A multifunctional microencapsulated phase change material (PW@CaCO3/Y2O3) with both photoluminescence and thermal energy storage/release properties has been prepared by in situ polymerization. The material is based on the phase change material paraffin wax (PW) as its core, and the highly thermally conductive inorganic material CaCO3 is selected as the shell material to which a nano-Y2O3 material is attached. Five samples with different amounts of nano-Y2O3 incorporated in the shell are prepared.

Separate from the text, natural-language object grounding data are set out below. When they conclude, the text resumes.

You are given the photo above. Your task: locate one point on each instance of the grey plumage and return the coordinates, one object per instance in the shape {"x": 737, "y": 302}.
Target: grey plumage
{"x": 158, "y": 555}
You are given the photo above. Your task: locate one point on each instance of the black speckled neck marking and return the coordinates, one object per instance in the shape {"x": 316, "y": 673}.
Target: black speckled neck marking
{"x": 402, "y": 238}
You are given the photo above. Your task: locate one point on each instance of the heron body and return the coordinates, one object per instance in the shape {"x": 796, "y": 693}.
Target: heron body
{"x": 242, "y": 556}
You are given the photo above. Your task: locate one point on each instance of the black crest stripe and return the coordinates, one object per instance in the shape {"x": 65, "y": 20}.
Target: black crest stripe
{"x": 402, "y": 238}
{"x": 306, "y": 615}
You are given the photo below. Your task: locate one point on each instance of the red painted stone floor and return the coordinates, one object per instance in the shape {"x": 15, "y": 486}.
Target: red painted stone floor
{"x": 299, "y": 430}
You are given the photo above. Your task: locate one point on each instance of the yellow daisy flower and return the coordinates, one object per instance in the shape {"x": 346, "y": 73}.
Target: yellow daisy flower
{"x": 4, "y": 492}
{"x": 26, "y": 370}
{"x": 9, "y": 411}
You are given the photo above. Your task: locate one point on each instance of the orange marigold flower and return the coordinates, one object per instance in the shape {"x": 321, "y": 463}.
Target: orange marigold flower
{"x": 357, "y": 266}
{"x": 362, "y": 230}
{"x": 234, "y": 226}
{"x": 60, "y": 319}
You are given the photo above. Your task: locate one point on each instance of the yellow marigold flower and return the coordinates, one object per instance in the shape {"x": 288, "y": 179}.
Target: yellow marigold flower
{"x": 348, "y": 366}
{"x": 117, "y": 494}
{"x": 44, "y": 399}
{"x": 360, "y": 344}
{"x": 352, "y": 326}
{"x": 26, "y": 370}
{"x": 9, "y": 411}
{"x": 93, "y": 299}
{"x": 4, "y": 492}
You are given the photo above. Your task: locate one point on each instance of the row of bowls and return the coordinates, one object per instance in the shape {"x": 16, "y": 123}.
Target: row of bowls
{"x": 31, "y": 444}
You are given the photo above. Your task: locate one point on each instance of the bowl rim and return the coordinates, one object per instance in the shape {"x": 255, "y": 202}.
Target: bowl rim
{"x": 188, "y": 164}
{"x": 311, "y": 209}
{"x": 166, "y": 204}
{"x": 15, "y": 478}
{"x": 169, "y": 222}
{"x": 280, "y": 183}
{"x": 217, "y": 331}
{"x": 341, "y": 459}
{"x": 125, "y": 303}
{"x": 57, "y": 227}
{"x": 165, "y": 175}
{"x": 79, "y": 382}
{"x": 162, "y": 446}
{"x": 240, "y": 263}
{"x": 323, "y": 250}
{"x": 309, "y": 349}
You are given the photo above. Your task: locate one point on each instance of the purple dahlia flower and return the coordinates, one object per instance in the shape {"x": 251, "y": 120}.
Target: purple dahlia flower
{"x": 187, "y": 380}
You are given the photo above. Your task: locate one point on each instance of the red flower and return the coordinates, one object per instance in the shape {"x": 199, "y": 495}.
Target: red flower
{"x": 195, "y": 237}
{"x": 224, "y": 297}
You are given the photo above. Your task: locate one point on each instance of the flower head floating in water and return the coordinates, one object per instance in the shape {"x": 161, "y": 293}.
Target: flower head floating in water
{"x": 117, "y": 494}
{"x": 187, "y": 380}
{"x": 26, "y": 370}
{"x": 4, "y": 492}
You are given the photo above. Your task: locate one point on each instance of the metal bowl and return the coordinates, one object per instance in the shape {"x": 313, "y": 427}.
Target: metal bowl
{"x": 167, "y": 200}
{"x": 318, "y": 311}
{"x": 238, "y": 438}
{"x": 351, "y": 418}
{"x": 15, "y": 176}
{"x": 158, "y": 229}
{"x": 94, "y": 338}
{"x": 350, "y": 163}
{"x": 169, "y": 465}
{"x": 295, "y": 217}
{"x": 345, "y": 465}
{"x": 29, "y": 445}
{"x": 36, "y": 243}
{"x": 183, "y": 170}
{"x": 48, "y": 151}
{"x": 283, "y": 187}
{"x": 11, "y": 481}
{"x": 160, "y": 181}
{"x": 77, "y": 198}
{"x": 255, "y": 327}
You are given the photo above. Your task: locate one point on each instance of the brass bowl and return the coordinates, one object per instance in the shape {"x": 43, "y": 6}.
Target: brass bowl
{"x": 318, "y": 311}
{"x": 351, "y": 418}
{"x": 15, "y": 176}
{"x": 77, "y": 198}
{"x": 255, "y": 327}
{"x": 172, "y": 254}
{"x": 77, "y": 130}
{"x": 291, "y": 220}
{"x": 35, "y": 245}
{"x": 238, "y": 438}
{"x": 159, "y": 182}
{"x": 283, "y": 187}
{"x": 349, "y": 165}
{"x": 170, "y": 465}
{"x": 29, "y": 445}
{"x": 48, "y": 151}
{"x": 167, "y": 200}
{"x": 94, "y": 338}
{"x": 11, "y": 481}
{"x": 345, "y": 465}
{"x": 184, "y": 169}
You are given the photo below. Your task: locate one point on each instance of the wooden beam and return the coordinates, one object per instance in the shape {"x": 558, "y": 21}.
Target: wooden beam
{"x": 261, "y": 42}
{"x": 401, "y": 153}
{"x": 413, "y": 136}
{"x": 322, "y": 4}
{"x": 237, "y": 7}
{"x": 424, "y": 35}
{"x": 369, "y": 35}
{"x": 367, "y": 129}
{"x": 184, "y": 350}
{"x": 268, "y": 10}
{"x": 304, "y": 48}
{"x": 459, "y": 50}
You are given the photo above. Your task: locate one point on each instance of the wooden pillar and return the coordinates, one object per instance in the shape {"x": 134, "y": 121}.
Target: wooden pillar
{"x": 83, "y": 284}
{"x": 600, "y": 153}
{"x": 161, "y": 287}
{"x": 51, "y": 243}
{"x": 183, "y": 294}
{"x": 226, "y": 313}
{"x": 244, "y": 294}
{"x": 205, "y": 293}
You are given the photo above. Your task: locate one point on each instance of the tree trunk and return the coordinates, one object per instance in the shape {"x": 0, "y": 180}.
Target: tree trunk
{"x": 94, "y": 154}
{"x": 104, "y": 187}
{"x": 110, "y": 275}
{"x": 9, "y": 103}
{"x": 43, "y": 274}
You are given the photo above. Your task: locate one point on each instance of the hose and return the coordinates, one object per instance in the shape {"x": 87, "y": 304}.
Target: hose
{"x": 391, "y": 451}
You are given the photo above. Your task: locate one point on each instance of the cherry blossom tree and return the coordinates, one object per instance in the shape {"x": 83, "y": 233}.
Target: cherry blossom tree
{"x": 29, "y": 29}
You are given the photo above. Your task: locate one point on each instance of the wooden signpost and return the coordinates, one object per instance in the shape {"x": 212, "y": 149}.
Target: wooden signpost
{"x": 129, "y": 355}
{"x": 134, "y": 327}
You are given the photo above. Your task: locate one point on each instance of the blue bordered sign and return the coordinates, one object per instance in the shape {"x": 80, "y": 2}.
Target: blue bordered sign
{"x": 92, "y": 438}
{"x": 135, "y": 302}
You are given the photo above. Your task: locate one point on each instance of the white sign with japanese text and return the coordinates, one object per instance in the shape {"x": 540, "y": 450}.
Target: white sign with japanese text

The microscopic morphology, chemical composition, crystal structure, thermal energy storage properties, thermal conductivity, thermal stability, as well as fluorescence spectra and intensities of the samples are experimentally measured and compared. The luminescence properties of nano-Y2O3 and the light enhancement phenomenon of microencapsulated phase change materials are also analyzed. The thermal properties are investigated, and it is found that the PC-Y3 sample (i.e., the mass ratio of PW:CaCO3:nano-Y2O3 is 100:100:3.0) exhibits the best thermal performance among the five samples with a melting enthalpy of (87.5 ± 2.5) J/g, an encapsulation efficiency of (61.9 ± 1.2)%, a thermal energy storage efficiency of (62.1 ± 1.5)%, an average specific heat capacity of (1.38 ± 0.21) kJ/(kg K) in solid phase (10–20 °C) and (1.46 ± 0.02) kJ/(kg K) in liquid phase (70–80 °C), and a thermal conductivity of (1.55 ± 0.01) W/(m K) in solid phase that is six times that of the solid PW. A study of the optical properties revealed that the microcapsules emitted blue light at an excitation wavelength of 290.0 ± 2.2 nm. The fluorescence intensity appeared to be enhanced with the addition of nano-Y2O3. This microencapsulated phase change material has potential applications in areas where synchronization of fluorescence and thermal modulation is required; for example, some specific fluorescent sensors that are very sensitive to heat should operate at a fixed low temperature.